We are not wrestling with the five fundamentals identified during the earlier era. Our current list of fundamentals would shock that generation. They include such things as gender role and identity, power differentials, environmentalism and social justice. These are the current 21st century battle-grounds pitting evangelicals against each other, splintering us in a thousand directions rather than just two or three.
After an election in which it was widely reported that 80% of white evangelicals voted for Trump, some prominent evangelicals are publicly considering whether they even want this label any longer (see, e.g., Labberton 2018). It is important to recap some critical elements of the 20th century plot line in anticipation of better identifying the fault lines that are being subjected to today’s earthquakes.
The Fundamentalist-Modernist controversy was characterized as the splitting of Christians into two primary camps. The Modernists were portrayed as educated, wealthy and sophisticated cultural icons; the Fundamentalists were portrayed as rigid, doctrinaire, uneducated and bigoted, especially in the aftermath of the infamous “Scopes Monkey Trial” (1925).
From the 1930s to the early 1960s, both groups experienced growth.
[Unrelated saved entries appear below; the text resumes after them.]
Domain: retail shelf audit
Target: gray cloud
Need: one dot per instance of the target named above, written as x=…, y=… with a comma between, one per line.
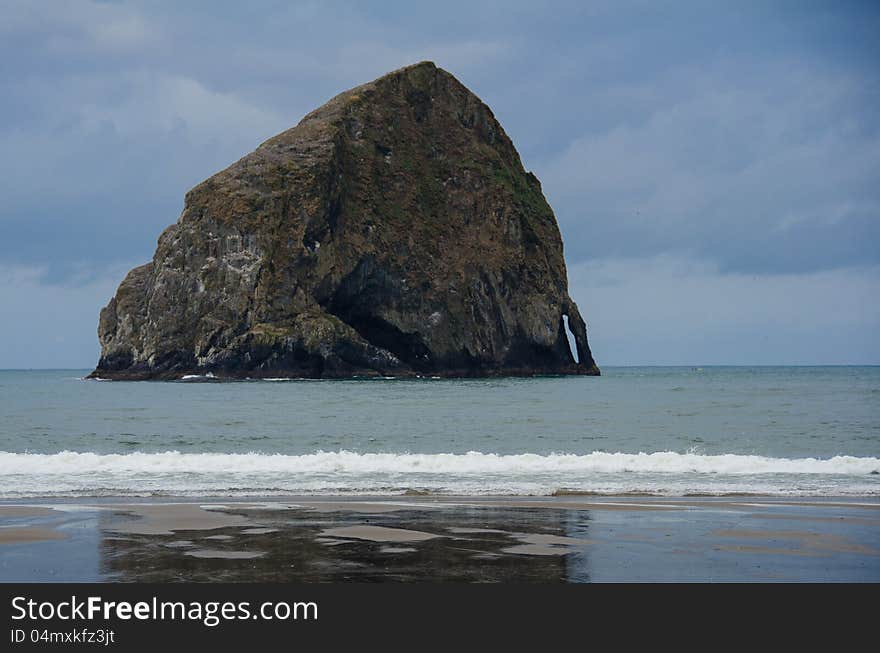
x=744, y=138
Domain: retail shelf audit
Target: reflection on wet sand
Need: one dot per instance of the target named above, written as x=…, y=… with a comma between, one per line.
x=306, y=544
x=438, y=539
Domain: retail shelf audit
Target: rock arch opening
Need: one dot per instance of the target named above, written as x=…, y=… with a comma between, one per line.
x=572, y=343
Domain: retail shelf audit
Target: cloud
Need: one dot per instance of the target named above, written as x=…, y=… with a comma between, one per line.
x=669, y=310
x=775, y=174
x=51, y=325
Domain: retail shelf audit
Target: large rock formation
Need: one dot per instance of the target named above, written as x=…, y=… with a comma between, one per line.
x=393, y=231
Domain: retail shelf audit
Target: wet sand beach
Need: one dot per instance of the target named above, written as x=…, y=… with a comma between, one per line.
x=440, y=539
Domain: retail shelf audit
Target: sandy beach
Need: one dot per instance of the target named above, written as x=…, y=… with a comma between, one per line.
x=567, y=539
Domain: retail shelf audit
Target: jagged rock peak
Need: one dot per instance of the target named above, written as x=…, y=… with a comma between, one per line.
x=393, y=231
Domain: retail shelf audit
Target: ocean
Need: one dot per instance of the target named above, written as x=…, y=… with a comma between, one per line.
x=669, y=431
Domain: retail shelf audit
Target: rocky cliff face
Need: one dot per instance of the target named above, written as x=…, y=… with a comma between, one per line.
x=393, y=231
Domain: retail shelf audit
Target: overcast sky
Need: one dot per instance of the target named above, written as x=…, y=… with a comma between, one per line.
x=714, y=167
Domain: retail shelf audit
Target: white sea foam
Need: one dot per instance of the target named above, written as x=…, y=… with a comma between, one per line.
x=668, y=473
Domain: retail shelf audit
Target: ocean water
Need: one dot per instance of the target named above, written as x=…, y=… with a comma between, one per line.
x=659, y=430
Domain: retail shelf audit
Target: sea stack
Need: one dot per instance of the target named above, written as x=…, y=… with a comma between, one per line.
x=392, y=232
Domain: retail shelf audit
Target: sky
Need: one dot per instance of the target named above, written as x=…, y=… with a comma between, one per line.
x=714, y=166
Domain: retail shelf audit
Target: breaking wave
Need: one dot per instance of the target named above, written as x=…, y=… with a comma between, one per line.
x=70, y=473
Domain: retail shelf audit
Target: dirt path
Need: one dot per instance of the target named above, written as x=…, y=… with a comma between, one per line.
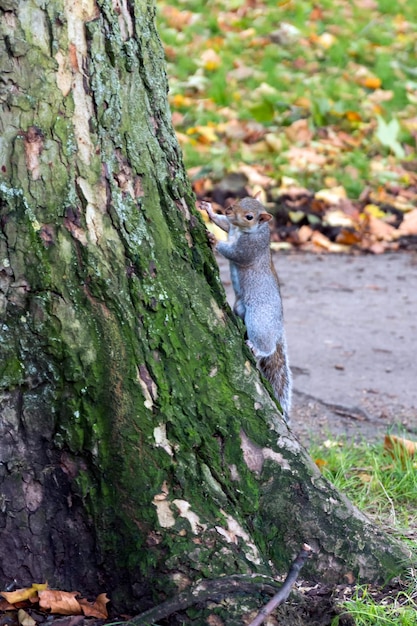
x=351, y=324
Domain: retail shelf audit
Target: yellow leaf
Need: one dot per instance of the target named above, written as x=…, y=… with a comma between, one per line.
x=210, y=60
x=371, y=82
x=353, y=116
x=409, y=224
x=25, y=619
x=60, y=602
x=404, y=447
x=374, y=210
x=332, y=196
x=20, y=595
x=326, y=40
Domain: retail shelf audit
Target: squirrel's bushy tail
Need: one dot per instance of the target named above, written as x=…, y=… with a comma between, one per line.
x=276, y=370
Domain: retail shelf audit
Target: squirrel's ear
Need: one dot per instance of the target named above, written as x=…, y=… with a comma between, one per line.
x=265, y=217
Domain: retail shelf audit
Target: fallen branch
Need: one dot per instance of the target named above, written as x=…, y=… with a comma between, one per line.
x=284, y=592
x=205, y=591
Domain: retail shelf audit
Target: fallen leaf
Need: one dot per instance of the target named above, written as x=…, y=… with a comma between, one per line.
x=25, y=619
x=97, y=608
x=20, y=595
x=405, y=448
x=409, y=224
x=371, y=82
x=379, y=229
x=61, y=602
x=210, y=60
x=332, y=196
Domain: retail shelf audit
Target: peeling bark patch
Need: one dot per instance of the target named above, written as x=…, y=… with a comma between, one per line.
x=148, y=386
x=64, y=75
x=96, y=203
x=184, y=509
x=33, y=492
x=255, y=456
x=161, y=440
x=33, y=143
x=166, y=517
x=124, y=18
x=234, y=532
x=77, y=13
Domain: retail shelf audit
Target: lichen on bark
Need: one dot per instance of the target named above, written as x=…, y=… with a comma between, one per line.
x=138, y=441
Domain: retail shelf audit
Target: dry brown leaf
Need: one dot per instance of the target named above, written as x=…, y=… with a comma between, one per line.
x=304, y=233
x=380, y=229
x=61, y=602
x=97, y=608
x=404, y=447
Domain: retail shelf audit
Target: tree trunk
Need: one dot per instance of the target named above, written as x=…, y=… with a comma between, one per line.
x=139, y=450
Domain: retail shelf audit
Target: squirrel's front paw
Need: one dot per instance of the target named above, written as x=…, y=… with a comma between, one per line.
x=206, y=206
x=252, y=348
x=212, y=239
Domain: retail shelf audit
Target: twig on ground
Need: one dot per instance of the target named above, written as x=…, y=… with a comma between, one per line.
x=205, y=591
x=284, y=592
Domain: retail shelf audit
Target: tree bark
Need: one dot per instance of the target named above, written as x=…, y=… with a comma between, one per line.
x=139, y=449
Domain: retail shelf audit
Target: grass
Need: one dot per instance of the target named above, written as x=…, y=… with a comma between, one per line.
x=385, y=488
x=241, y=72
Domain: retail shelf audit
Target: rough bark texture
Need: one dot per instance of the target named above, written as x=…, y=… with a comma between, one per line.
x=139, y=450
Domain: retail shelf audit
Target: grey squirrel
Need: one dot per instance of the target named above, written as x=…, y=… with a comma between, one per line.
x=255, y=282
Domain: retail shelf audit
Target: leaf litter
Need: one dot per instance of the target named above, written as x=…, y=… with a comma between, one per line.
x=315, y=103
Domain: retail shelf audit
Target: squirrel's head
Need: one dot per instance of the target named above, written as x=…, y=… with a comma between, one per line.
x=247, y=213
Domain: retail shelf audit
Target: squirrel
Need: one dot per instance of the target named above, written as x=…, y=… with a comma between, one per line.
x=255, y=283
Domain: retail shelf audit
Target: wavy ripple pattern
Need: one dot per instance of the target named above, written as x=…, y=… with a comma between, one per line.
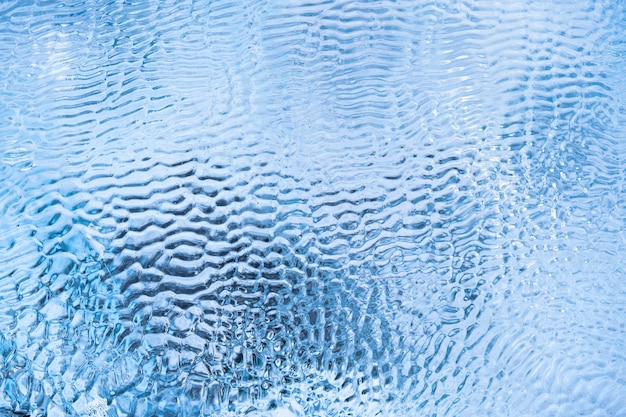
x=331, y=208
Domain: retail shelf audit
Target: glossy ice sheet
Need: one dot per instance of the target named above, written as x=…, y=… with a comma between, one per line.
x=394, y=208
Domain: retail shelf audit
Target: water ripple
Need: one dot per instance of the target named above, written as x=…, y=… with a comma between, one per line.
x=332, y=208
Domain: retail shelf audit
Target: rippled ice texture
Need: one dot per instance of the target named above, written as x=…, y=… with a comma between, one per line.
x=325, y=208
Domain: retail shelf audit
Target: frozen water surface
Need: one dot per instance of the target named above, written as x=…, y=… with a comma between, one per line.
x=312, y=208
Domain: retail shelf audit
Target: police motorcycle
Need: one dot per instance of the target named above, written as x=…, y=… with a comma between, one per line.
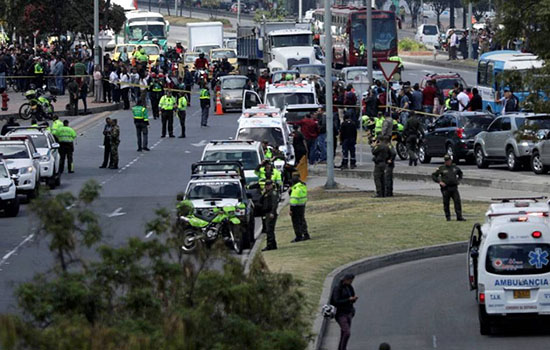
x=39, y=105
x=225, y=225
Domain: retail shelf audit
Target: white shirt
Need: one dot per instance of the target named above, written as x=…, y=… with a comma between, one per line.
x=463, y=101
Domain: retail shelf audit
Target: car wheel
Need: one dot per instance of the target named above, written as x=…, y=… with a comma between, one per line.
x=511, y=160
x=537, y=165
x=423, y=155
x=481, y=162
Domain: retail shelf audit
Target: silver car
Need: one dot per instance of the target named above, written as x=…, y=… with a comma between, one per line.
x=231, y=91
x=510, y=139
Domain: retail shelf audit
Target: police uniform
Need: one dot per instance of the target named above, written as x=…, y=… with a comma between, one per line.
x=270, y=202
x=141, y=122
x=167, y=104
x=298, y=200
x=450, y=175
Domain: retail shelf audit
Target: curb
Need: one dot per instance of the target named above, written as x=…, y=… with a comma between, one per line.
x=370, y=264
x=431, y=62
x=476, y=182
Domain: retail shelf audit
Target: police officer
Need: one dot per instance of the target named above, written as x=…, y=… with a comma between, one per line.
x=167, y=104
x=182, y=113
x=155, y=92
x=270, y=202
x=298, y=200
x=382, y=155
x=448, y=176
x=204, y=96
x=66, y=136
x=141, y=122
x=115, y=141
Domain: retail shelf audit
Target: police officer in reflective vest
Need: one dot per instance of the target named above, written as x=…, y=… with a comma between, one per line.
x=182, y=107
x=204, y=96
x=66, y=136
x=167, y=104
x=298, y=200
x=155, y=92
x=141, y=122
x=448, y=176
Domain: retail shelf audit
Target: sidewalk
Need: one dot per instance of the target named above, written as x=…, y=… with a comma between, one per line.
x=18, y=98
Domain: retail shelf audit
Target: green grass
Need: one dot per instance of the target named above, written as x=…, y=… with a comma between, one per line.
x=349, y=226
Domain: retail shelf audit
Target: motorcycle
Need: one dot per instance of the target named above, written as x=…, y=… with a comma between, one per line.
x=39, y=105
x=225, y=224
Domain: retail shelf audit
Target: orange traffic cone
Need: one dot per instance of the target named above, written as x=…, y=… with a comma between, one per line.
x=219, y=109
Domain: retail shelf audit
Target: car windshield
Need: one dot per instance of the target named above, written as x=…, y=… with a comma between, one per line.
x=429, y=30
x=138, y=32
x=233, y=83
x=274, y=136
x=14, y=151
x=218, y=189
x=518, y=259
x=223, y=54
x=248, y=158
x=289, y=98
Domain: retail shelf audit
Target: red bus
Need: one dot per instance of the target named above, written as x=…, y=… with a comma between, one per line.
x=349, y=25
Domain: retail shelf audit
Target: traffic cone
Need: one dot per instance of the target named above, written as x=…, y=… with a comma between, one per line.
x=219, y=109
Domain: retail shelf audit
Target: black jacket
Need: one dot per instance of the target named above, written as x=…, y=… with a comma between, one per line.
x=340, y=299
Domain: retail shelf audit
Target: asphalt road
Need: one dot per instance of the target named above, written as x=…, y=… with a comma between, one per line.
x=129, y=196
x=427, y=305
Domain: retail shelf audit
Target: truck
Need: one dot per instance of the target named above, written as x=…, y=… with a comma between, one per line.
x=276, y=45
x=205, y=36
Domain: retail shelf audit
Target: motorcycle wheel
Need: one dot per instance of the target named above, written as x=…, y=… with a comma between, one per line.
x=189, y=242
x=25, y=111
x=402, y=151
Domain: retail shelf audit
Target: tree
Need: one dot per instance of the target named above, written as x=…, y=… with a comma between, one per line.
x=147, y=295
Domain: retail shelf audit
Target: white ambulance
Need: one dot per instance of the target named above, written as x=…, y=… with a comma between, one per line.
x=509, y=262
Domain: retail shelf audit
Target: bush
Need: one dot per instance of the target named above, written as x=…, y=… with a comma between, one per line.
x=409, y=44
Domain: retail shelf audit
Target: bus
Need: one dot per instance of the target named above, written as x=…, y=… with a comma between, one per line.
x=349, y=25
x=144, y=27
x=491, y=81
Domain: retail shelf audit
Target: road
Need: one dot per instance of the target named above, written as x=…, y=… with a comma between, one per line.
x=129, y=196
x=427, y=305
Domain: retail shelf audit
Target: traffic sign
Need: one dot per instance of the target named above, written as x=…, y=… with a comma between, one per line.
x=388, y=68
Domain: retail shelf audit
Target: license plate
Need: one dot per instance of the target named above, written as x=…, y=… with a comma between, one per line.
x=522, y=294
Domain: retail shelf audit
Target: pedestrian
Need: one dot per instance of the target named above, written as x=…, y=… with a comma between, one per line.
x=204, y=96
x=343, y=297
x=182, y=112
x=167, y=104
x=348, y=139
x=141, y=122
x=270, y=202
x=298, y=200
x=382, y=154
x=115, y=141
x=66, y=136
x=106, y=143
x=448, y=176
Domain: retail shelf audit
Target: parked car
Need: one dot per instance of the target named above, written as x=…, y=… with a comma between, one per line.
x=453, y=133
x=510, y=139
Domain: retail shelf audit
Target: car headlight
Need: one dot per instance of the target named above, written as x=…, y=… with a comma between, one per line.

Among evangelicals, in the 1940s proponents such as Carl Henry and Billy Graham championed a “neo” form of evangelicalism which was willing to engage the larger culture even if the larger culture was unwilling to listen. Those who disagreed with the neoevangelical orientation remained fundamentalist in outlook though they tended to dissociate themselves even from each other over doctrinal issues.
A friend of mine who grew up in that era near Princeton (one of the battleground sites in the Fundamentalist-Modernist debate) said he often heard, “To become educated is to become liberal.” Despite that populist orientation among so-called Fundamentalists, many Christian institutions of higher education were formed or significantly strengthened during these years as the growing number of evangelicals sought educational environments for their children that better fit their own theological framing.
By the 1970s, the descendants of “modernists” had become mainline and typically liberal, their numbers steadily declining even as evangelical numbers grew. Martin Marty, University of Chicago historian, noted, “If, in effect, [evangelicalism] is turning out to be the Protestant mainstream, it will increasingly take on the burdens of typicality and of cultural predominance” (Marty 1975, 174). Further, he related, “Most of the energies expended recently by evangelicals have been directed chiefly to the cause of demarking or delineating boundaries between themselves and American Protestant liberals on one hand and fundamentalisms on the other” (Ibid., 170). He predicted that “Evangelicals . . . cannot expect a serene life as they try to remain a ‘cognitive minority’ while they have become a kind of social behavior majority far beyond the borders of middle America. (Ibid.) Despite our demographic stature, since the 1970s evangelicals have danced awkwardly with the larger culture—at times glorying in their political power even while disparaging cultural shifts. Indeed, we have not experienced a serene life!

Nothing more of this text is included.